É o mínimo que se pode dizer. Afinal, desde o fim da Guerra Fria, os conflitos africanos ditos "desestruturados" já custaram a vida a mais de 3 milhões de civis no Congo (ex-Zaire), mais de 300 mil pessoas no Burundi, 200 mil em Serra Leoa, o mesmo tanto na Libéria. E tudo isso sem falar na Costa do Marfim, no norte de Uganda, na Somália, no final especialmente mortífero da prolongada guerra civil de Angola (pelo menos 500 mil mortos) ou no conflito que ainda se arrasta entre o norte e o sul do Sudão (2 milhões de mortos).
A título de comparação, os mortos civis durante a última guerra no Iraque não chegaram a 5.000.

Nova pacificação
Mesmo escondido atrás de uma retórica que a eufemiza, a nova "pacificação" da África é de cegar os olhos. Na última cúpula do G8, em Evian, os países ricos mantiveram apenas o artigo primeiro -sobre a segurança e prevenção de conflitos- da Nova Parceria para o Desenvolvimento da África, esse catálogo de projetos a serem financiados em troca da "boa governança" prometida pelos Estados africanos. Uma década após o retorno do pluralismo político na África, o vínculo entre democracia e desenvolvimento parece ser menos evidente que a total incompatibilidade entre desenvolvimento e guerra.
Acontece que o estado de guerra permanente é o cotidiano de quase a metade dos países africanos e, em alguns casos, configura-se como um horizonte sem fim.
"Ninguém se mobiliza em prol da Libéria", lamentou o arcebispo de Monróvia, monsenhor Michael Francis, uma das últimas autoridades morais respeitadas do país que, no passado, recebeu escravos americanos libertos e, há 13 anos, virou terra de massacres.
"Os britânicos intervieram em Serra Leoa, os franceses, na Costa do Marfim, mas os Estados Unidos nos abandonam, sendo que a Libéria realmente precisa de uma intervenção internacional."
A queixa lembra a do ex-presidente liberiano William Tubman, que lamentava, já nos anos 1960, o fato de seu país "não ter tido a sorte de ser colonizado".
A Costa do Marfim e a República Centro-Africana tiveram essa "sorte". E esse fato lhes vale hoje a intervenção militar da França, antiga policial da África durante a Guerra Fria, transformada em guardiã da paz após o 11 de Setembro. "A título temporário", Paris concordou em enviar 1.500 homens para Bunia, no leste do Congo (Brazzaville).
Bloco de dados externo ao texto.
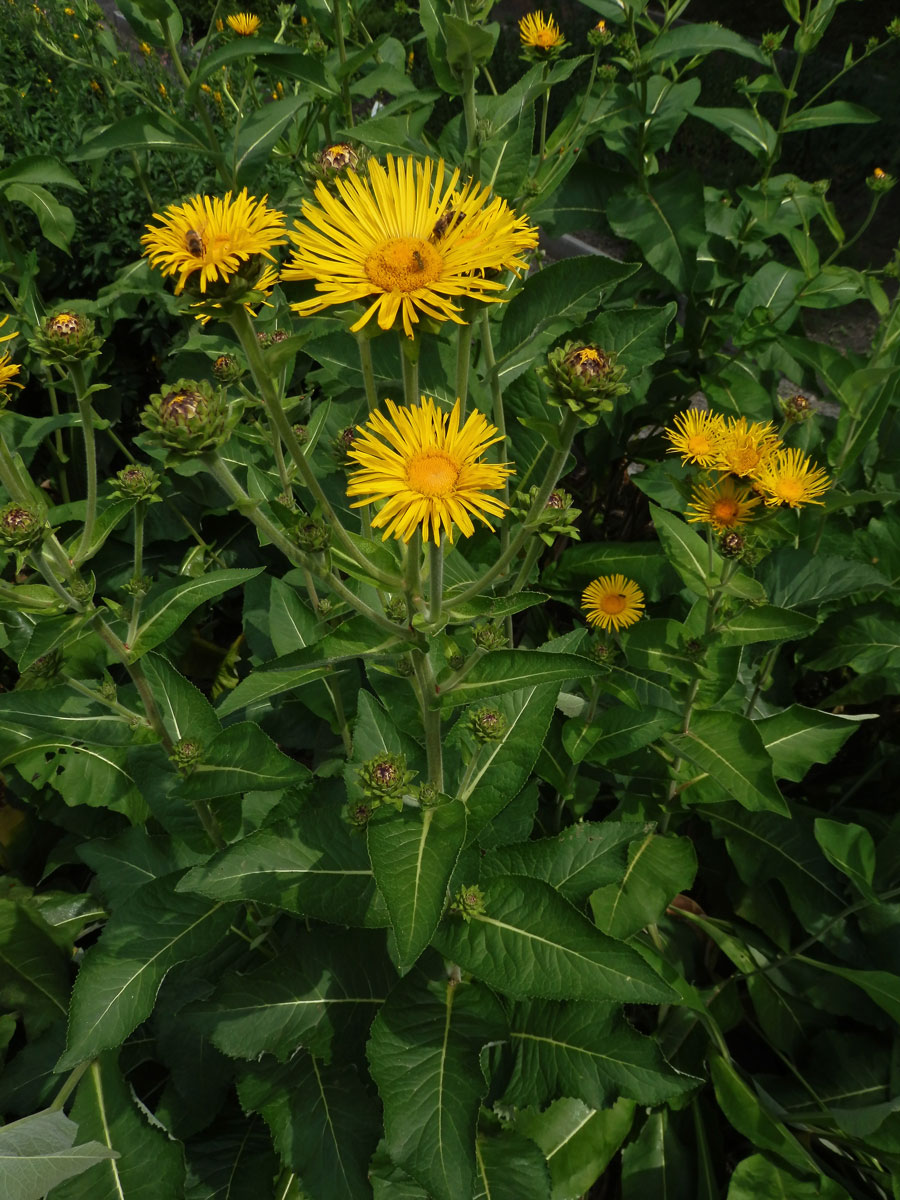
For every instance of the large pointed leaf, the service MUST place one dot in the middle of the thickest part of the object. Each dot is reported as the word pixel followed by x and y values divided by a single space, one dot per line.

Por três meses, um dos quais será necessário para posicionar as tropas e seus materiais no local, esse contingente, em meio a uma floresta de bandeiras (de todos os países que apóiam a operação, mesmo sem contribuir com soldados), deverá supostamente "garantir a segurança da cidade e de seu aeroporto", uma pista de pouso em estado tão lamentável que é constantemente refeita.
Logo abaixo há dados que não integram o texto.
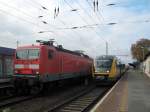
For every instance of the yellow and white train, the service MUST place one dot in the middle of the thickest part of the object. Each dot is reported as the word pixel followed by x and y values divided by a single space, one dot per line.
pixel 107 68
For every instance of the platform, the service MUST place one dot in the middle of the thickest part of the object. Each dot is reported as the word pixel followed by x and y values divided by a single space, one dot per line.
pixel 130 94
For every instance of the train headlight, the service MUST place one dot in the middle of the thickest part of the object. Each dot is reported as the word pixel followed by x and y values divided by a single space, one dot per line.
pixel 107 71
pixel 37 72
pixel 16 71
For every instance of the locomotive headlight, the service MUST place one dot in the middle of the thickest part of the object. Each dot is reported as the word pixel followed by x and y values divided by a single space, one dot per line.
pixel 37 72
pixel 16 71
pixel 107 71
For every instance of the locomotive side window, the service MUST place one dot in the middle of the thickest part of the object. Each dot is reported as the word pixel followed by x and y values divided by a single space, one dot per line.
pixel 50 54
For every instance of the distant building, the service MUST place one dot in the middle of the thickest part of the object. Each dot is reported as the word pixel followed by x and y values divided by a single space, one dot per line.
pixel 146 64
pixel 6 62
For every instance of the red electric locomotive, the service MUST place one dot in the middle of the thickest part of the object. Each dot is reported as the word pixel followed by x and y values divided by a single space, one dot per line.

Qual o interesse francês nisso? Sem dúvida alguma, vidas serão salvas em Bunia, cidade fantasma da qual dois terços da população já fugiu. Apesar disso, o objetivo da operação é humanitário: diante da indiferença generalizada, a menos que a França faça seus homens penetrarem nos recônditos da mata africana, levando consigo o maior número possível de outros Estados, a comunidade internacional não fará nada para criar as condições propícias para o fim da "guerra total" que devasta o Congo (ex-Zaire) há cinco anos.
É pelo fato de 1.500 militares franceses se encontrarem em Bunia que os ministros francês, belga e britânico vão percorrer a região juntos, em julho, para dizer aos Estados que patrocinam o conflito -Ruanda e Uganda- que podem cortar a assistência humanitária que prestam a eles. São fundos que, até agora, vinham sendo dados de maneira generosa, sobretudo por Londres, apesar da pilhagem organizada que eles fazem do país vizinho, o Congo (ex-Zaire).
O empreendimento não é isento de riscos para a França. É verdade que Paris aproveita o ensejo para manifestar sua indiferença para com Washington. "Cabe a nós fazermos da África", explicou Dominique de Villepin, em 13 de junho, "a vanguarda de uma política que defende os princípios de uma nova ordem mundial marcada pelo respeito pelo direito e a primazia do diálogo."
Mas será que a África se dispõe a servir de balão-de-ensaio dessa ambição? Quando a ONU enviou 2.500 capacetes azuis ao Congo (ex-Zaire), em 2001, ela o fez com o objetivo de chamar a atenção mundial para esse Estado mártir, para dar um aval ao país, não, ao que consta, com o intuito de assumir o controle de um país do tamanho da Europa Ocidental. O que se seguiu já é sabido: impotente diante dos massacres, a ONU precisou pedir socorro. Depois da saída da força-tarefa de Bunia, terá que defender sua credibilidade no Congo com um contingente reforçado.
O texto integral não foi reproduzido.